Time has flown since, has it not? If you think carefully about it, within the context of your life, then you’ll agree that it (time) should never be wasted. Chances are that, as you read this, the building next to you may have been around before your mother was born and will remain long after you depart. Yet most of us (myself included) often squander it as if it has no limit. How foolish of us. We should look after it more carefully than we do our money.

Everyone’s time is precious and every day we ought to remind ourselves of its scarcity. When I do, it makes it easier for me to say “no” to events that waste my time. There are so damn many of them and they come in different forms (useless meetings, unnecessary conference calls, poorly made television shows, get-togethers I’d rather avoid, etc.). Similarly, remembering the value of time gives me joy to say “yes” to activities that feed my soul.
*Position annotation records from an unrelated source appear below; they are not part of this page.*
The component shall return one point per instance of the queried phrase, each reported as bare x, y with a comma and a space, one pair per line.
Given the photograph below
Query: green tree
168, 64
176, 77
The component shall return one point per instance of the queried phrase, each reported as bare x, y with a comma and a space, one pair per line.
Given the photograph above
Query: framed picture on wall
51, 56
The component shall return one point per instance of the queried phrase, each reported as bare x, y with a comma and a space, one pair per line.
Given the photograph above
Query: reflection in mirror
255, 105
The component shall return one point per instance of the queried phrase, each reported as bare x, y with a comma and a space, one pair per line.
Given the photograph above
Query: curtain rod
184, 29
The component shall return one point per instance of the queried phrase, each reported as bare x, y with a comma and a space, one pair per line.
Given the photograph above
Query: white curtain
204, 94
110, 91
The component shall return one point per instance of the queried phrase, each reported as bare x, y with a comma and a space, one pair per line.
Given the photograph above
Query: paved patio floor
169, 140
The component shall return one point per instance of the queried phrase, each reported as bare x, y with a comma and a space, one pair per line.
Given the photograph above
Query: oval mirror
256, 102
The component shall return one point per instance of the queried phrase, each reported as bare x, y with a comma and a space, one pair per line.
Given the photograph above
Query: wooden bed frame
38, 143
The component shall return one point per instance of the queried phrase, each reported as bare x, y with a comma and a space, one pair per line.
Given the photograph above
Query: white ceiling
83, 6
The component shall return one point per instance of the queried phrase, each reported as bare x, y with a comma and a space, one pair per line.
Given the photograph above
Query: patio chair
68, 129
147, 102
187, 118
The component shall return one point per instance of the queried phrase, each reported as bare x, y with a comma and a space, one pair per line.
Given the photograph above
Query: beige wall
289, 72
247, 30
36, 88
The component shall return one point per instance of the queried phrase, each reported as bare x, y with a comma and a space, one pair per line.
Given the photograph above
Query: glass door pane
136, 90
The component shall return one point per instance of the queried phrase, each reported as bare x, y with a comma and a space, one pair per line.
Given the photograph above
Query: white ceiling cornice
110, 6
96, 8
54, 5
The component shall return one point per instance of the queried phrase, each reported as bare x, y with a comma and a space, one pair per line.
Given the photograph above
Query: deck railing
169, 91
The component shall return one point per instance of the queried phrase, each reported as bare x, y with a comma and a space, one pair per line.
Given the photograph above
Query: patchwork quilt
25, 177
I can think of few more satisfying ways to spend my time than to travel. The very act takes us out of routine, which causes life to fly right past us, and breathes excitement and novelty into our being. Wonderful things can happen when one sets off on a journey.

Arousal of the senses

You’re travelling abroad in a foreign land, surrounded by foreign people, in foreign dress, serving foreign food in foreign ways. Your body, mind and soul are completely open and vulnerable to all forms of stimuli. Take me. I’m yours.

And once in a while, during your beautiful dance, for that is what you do when you travel (the rest of the time you’re pretty much sitting down), an astonishing statistical unlikelihood occurs. It arrests you at once and leaves you momentarily dumbfounded.